Si vous voulez un débat animé entre deux personnes, ce n’est pas forcément une bonne idée de les mettre debout devant un pupitre, côte-à-côte. Parce que ça donnera ce que vous venez de voir : deux personnalités politiques habituées des médias, jamais bousculées, rarement obligées de se parler directement, de se regarder les yeux dans les yeux, déroulant tranquillement leurs idées, leur programme. Pour les plateaux des précédents débats, avec les sept candidats de cette primaire à droite, il n’y avait guère d’autres solutions que cette mise en scène. Mais dans le cas d’un affrontement direct, en tête-à-tête, on nous avait plutôt habitués à des débats autour d'une table, un face-à-face favorisant les discussions et les échanges. C’était le cas des débats de l’entre-deux tours des présidentielles mais aussi du duel entre Martine Aubry et François Hollande en 2012 pour la primaire à gauche.
Là, cette forme du débat derrière un pupitre a davantage ressemblé à un meeting en commun qu’à un moment de franche explication. Une sensation renforcée par un trio de journalistes quasi inexistants, se contentant de distribuer le temps parole, d’ouvrir les grands chapitres et se faisant taper sur les doigts dès qu’ils ont cherché à les sortir de l’autoroute sur laquelle les deux candidats conduisaient leur petite caravane publicitaire. Ils ont rarement réussi à les interrompre, à les contredire (et pourtant il y avait matière), à les relancer et à susciter la discussion directe tant attendue. Il aura fallu attendre près de cinquante minutes par exemple pour que les candidats s’interpellent directement de manière physique.
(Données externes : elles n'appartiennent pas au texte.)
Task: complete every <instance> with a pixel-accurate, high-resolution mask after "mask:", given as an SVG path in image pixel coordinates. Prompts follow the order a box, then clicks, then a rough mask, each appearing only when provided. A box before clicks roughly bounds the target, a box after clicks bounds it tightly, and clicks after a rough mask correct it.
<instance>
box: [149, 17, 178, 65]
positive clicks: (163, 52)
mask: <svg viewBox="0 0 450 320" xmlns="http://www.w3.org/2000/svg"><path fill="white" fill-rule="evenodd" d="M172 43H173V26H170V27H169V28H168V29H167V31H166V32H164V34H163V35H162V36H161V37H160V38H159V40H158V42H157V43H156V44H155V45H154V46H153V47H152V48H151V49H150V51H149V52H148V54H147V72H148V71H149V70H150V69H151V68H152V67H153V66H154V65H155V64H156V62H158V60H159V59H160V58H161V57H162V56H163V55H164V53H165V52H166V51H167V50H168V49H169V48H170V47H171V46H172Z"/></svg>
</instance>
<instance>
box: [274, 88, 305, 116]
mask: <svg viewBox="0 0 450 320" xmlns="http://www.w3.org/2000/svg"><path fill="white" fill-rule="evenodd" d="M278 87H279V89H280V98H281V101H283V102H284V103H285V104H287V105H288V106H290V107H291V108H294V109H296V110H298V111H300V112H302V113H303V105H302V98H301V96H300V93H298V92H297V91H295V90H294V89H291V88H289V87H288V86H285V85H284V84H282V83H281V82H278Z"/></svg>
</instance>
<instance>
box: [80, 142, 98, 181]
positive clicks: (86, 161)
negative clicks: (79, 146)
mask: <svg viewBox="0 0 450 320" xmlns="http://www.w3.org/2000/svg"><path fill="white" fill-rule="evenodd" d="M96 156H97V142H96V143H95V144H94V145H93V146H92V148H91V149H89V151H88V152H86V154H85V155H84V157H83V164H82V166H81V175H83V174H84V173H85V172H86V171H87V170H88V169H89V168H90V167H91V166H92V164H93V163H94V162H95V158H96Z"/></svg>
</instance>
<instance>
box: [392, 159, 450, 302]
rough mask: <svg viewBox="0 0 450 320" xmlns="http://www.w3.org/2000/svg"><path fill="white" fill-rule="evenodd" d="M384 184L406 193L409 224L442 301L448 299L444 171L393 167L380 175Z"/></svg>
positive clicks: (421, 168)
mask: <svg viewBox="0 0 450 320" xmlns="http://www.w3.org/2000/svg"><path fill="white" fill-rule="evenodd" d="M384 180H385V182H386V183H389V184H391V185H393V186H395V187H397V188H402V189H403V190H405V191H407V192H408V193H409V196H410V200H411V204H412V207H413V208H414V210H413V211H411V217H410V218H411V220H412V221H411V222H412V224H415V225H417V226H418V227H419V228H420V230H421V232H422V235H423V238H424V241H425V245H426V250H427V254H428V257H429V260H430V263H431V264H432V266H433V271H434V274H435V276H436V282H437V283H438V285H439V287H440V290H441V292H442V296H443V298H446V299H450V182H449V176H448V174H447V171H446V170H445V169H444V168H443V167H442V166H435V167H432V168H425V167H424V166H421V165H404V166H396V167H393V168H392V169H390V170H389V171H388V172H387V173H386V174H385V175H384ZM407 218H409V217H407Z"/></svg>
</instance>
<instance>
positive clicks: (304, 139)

Certes, on a eu droit à un débat technique et à des chiffres. Pour le reste, à chaque tentative de mettre de l'instabilité dans le déroulement de leurs propositions, les journalistes se sont vu opposer un procès en caricature. Moyen efficace pour reprendre la parole, éviter de répondre et re-dérouler ses idées. «Nous voulons structurer le débat», a tenté Gilles Bouleau en cours d'émission. Perdu, ils n'ont jamais eu la main, ce sont les candidats qui ont donné le tempo du débat à la fin. C'est exactement là où voulait en venir François Fillon. Lors des débats précédents, il s'était plaint des relances des animateurs qui ne lui permettaient pas de s'exprimer comme il l'entendait et qui cherchaient plutôt à faire s'affronter les candidats entre eux. Alain Juppé avait besoin d'un affrontement encore plus direct. L'organisation et la mise en scène, ajoutées à la stratégie de François Fillon de le tenir à distance, ne lui ont pas facilité la tâche.